Kožená’s First Gypsy Girl: Carmen from Valladolid

G. Bizet, Carmen: Soloists, Orquesta Sinfónica de Castilla y León, Coro de la Comunidad de Madrid, Escolanía de Segovia. Conductor: Lionel Bringuier. Auditorio Miguel Delibes de Valladolid. 23.06.2011 (JMI)

Semi staged version

Director: Calixto Bieito


Carmen: Magdalena Kožená
Don José: Nikolai Schukoff
Escamillo: Gabor Bretz
Micaëla: Alexia Voulgaridou
Zúñiga: Wojtek Gierlach
Morales: José Manuel Díaz
Frasquita: María Eugenia Boix
Mercedes: Marifé Nogales
Remendado: Francisco Vas
Dancaïre: César San Martín

The obvious interest of this Carmen-in-concert was the presence of Czech mezzo Magdalena Kožená in the title role of the opera. My expectations were lowered for the occasion, since it was Kožená’s debut as Carmen and I had not seen or heard evidence, in principle, that the vocal demands of the character would be met by the Czech star.

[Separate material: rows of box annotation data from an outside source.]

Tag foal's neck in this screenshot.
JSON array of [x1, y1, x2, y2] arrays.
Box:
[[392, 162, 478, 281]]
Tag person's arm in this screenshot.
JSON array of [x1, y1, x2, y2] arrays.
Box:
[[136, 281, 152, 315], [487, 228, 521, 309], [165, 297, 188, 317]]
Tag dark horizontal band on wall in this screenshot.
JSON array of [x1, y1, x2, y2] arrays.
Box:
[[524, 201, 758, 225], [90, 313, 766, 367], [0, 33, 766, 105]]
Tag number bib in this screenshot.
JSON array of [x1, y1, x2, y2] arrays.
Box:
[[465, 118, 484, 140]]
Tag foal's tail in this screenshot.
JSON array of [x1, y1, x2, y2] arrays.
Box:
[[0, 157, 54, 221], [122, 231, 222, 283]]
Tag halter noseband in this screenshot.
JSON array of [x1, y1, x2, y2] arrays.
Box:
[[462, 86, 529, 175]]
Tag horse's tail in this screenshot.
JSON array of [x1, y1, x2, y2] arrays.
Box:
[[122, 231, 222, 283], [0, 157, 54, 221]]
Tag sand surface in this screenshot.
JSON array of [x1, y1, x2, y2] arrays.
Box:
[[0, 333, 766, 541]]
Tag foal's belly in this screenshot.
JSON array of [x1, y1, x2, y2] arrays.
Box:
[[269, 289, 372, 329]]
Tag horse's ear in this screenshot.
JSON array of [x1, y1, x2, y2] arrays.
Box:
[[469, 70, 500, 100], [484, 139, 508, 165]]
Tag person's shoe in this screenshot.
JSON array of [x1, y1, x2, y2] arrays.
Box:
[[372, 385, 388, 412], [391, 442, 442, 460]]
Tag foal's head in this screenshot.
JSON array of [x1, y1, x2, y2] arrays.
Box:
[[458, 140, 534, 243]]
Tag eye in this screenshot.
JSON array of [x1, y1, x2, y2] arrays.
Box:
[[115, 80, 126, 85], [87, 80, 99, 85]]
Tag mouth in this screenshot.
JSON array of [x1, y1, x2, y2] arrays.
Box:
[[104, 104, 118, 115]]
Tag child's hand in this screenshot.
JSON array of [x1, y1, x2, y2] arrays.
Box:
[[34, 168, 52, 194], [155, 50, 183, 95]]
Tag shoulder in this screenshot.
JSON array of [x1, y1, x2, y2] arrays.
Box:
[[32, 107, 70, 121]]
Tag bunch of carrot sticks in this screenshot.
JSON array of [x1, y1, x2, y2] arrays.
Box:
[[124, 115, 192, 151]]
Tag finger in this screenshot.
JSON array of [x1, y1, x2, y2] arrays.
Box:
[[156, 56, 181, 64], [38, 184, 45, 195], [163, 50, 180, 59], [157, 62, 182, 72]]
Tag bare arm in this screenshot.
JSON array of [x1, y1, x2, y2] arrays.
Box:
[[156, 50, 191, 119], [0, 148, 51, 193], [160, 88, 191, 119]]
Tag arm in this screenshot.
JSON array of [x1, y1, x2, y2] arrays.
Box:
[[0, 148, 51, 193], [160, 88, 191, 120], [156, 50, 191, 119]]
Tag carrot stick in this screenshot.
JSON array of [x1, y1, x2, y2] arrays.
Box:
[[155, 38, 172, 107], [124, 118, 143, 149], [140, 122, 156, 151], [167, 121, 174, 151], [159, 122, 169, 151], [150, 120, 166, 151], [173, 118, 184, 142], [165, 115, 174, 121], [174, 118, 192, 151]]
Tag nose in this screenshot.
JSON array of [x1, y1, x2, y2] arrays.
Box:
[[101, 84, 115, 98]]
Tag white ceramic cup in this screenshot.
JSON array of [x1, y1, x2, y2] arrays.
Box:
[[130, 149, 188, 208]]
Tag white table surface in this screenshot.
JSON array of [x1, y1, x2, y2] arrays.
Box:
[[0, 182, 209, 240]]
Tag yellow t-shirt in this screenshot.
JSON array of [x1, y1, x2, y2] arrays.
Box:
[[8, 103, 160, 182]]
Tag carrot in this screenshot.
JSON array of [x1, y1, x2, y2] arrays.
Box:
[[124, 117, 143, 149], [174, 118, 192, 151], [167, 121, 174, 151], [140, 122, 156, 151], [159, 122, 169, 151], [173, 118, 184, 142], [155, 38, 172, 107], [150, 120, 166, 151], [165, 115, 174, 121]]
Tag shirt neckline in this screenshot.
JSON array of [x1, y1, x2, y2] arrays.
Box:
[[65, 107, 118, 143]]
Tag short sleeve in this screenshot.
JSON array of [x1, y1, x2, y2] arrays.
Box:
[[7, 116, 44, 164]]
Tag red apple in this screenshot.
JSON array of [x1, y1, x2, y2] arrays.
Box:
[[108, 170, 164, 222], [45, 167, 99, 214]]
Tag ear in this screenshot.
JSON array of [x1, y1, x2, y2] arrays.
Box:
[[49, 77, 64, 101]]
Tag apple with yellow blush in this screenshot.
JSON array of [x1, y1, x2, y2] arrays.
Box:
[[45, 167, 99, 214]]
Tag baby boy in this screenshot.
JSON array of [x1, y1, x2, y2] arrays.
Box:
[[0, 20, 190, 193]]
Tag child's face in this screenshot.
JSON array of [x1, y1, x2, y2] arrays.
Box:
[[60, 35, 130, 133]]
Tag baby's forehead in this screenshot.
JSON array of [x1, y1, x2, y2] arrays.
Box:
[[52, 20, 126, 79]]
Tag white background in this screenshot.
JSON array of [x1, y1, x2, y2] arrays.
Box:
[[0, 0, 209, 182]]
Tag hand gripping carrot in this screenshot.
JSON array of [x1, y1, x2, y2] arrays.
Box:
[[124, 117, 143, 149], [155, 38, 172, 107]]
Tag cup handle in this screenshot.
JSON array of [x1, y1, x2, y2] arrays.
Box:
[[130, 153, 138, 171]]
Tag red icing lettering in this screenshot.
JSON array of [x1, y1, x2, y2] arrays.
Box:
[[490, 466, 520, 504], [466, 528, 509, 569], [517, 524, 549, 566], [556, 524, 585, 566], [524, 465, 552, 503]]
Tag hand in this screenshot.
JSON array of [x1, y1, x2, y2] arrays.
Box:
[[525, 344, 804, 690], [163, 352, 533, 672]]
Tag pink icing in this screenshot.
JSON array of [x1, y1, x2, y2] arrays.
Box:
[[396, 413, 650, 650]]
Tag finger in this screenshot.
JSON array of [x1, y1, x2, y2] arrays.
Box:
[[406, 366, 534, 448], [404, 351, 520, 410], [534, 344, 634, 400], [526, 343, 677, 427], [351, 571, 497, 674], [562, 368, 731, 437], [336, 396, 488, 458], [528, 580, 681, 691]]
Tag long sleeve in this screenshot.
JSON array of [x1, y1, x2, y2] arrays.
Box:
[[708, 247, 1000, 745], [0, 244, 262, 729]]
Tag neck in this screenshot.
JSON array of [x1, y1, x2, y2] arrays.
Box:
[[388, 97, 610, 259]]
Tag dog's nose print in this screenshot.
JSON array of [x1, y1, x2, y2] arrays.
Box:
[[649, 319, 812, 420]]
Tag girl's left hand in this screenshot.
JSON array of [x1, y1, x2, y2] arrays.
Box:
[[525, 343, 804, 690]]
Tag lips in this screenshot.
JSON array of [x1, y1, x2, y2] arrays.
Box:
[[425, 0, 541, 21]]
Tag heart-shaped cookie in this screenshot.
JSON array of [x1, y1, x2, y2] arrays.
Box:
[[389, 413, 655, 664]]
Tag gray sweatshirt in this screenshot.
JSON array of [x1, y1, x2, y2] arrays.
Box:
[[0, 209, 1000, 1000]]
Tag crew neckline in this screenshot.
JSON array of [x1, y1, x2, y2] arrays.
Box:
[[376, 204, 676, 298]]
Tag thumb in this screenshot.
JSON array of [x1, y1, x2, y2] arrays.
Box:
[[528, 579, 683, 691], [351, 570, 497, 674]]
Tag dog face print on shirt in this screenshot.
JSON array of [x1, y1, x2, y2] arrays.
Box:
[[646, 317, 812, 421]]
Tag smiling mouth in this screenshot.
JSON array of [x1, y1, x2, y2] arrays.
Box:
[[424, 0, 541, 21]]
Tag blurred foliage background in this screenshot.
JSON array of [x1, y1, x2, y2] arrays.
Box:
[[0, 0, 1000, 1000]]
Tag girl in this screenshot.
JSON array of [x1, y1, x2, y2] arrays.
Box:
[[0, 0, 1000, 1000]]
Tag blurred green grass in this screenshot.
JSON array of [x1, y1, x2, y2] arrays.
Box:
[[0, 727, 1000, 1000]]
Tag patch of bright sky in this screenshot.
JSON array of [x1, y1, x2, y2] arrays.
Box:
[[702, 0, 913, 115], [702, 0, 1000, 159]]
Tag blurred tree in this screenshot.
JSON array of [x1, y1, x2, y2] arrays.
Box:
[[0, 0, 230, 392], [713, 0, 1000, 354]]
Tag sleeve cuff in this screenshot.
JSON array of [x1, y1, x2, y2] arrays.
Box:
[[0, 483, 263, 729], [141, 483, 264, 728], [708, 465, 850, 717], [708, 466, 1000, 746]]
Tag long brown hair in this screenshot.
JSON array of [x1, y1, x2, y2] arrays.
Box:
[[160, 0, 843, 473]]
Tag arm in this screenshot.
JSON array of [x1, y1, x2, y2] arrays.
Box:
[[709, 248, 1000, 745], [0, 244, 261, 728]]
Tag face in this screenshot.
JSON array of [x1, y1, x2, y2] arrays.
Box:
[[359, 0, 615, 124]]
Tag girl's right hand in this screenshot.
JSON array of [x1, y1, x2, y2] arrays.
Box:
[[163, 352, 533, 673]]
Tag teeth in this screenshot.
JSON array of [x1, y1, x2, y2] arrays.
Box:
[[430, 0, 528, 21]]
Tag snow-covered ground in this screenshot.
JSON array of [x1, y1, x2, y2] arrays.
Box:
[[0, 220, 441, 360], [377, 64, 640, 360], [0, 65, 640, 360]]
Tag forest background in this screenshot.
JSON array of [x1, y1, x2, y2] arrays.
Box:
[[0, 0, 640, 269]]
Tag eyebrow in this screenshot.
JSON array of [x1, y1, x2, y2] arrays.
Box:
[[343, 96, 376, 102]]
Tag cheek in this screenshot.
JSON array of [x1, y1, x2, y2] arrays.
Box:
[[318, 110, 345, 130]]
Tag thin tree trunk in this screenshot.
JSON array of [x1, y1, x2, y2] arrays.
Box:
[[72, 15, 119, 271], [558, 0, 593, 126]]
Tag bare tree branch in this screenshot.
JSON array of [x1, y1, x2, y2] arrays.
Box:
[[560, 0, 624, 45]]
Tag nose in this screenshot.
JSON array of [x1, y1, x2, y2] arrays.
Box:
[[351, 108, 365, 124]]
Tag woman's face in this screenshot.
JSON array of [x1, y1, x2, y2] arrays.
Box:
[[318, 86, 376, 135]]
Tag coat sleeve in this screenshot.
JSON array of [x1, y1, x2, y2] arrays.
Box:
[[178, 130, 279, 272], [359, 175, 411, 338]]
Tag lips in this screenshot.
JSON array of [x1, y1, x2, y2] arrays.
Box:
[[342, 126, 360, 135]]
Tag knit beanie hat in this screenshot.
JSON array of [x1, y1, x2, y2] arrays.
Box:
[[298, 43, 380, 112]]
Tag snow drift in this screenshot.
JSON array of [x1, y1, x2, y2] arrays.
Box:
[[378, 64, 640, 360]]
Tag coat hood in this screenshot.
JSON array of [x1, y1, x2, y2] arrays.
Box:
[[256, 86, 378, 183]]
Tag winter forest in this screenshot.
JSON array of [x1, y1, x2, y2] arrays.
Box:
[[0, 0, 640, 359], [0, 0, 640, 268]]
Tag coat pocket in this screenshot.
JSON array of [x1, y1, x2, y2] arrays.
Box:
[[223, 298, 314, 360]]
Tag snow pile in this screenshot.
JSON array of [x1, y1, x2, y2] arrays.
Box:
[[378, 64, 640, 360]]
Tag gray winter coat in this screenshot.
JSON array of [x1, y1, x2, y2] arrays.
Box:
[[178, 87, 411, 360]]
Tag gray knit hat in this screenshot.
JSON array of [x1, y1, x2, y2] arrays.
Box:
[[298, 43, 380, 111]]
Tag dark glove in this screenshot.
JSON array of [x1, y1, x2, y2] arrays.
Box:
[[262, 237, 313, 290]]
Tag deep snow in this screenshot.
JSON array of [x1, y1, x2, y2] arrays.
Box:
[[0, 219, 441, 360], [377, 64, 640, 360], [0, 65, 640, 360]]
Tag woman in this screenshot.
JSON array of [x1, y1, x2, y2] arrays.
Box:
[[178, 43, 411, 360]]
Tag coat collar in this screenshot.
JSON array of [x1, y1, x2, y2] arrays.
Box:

The version offered was ‘semi-staged’, with soloists singing without score and moving around in front of the orchestra, without costumes. Calixto Bieito did the choreography, roughly in line with in his production from Barcelona’s Liceu.  I am not convinced that Carmen is worthwhile being seen if it can’t be the whole nine yards. Costumes and crowds are vitally important for Carmen, and without them not much is left; the difference between semi-staged and a pure concert being negligible.

The version offered was rather peculiar: The opera was given with dialogues, but those reduced to a minimum, cutting off recitatives, particularly the one preceding to Micaëla’s aria in Act II… a strange choice, considering that we were then given the whole scene of the fight between Escamillo and Don José. The musical direction was entrusted to young (25) French conductor Lionel Bringuier, who is currently the chief conductor of the Orquesta Sinfónica de Castilla y León. It is not easy to cope with a score like Carmen and this young conductor showed strengths and weaknesses… energetic and intense at times, but falling significantly short in the emotion department. I found it rather superficial, even as he got an very polished performance out of his orchestra.

Carmen must have a special appeal for singers; there have been few who have resisted its lure. The results of these attempts have not all been positive, in fact: rather the opposite. But the attraction of the character remains and Magdalena Kozena was not going to be an exception. The result was a mixed bag. Ms. Kozena is a great professional, as she came to the concert with her homework perfectly done, knowing the score inside out. But even my low expectations were not much exceeded. Her mezzo soprano works fine, singing with intention and good taste, although the volume is somewhat limited and the timbre is too light for this character. She has a voice more suited to Melisande than to Carmen. On a few occasions one misses a stronger low register, as in the aria of the cards… Still, she dealt admirably with the difficulties of the score. What I didn’t find convincing was her interpretation of the role, her understanding of the character, despite being a good actress. Her Carmen lacks joy and zest for life, resulting in a rather sad and depressing character, quite out of the idea of both Merimée and Bizet. It is hard to believe that this woman—for all her attractive looks—would be the object of obsessive passion among the men around her. Nor did Bieito’s ideas help her case; it might have been better to just let her do her own thing. I am sure Ms. Kozena will draw her own conclusions of this experience, although it is clear that the public was not enthusiastic about her performance.

Austrian tenor Nikolai Schukoff was a Don José with the right means, but a singer needs more than voice. His tenor is powerful, well-pitched and with more than enough “squillo”. It often happens with Don Jose that the singer either falls short in the first half or in the second half, with only very few the singers able to shine throughout the whole opera. Schukoff shone in the second half, especially at the end of Act III, while he looked more uncomfortable in the first half. His flower song left much to be desired. His attempt on the high B flat in piano

came out as pure falsetto. A good performance was turned in by Hungarian Gabor Bretz as Escamillo. This character is very difficult to cast as it comes  too low for baritones and too high for basses. Gabor Bretz was unusually well suited for the role. Greek soprano Alexia Voulgaridou was Micaëla was more powerful than moving and the secondary roles were well cast, too… particularly the quartet of smugglers.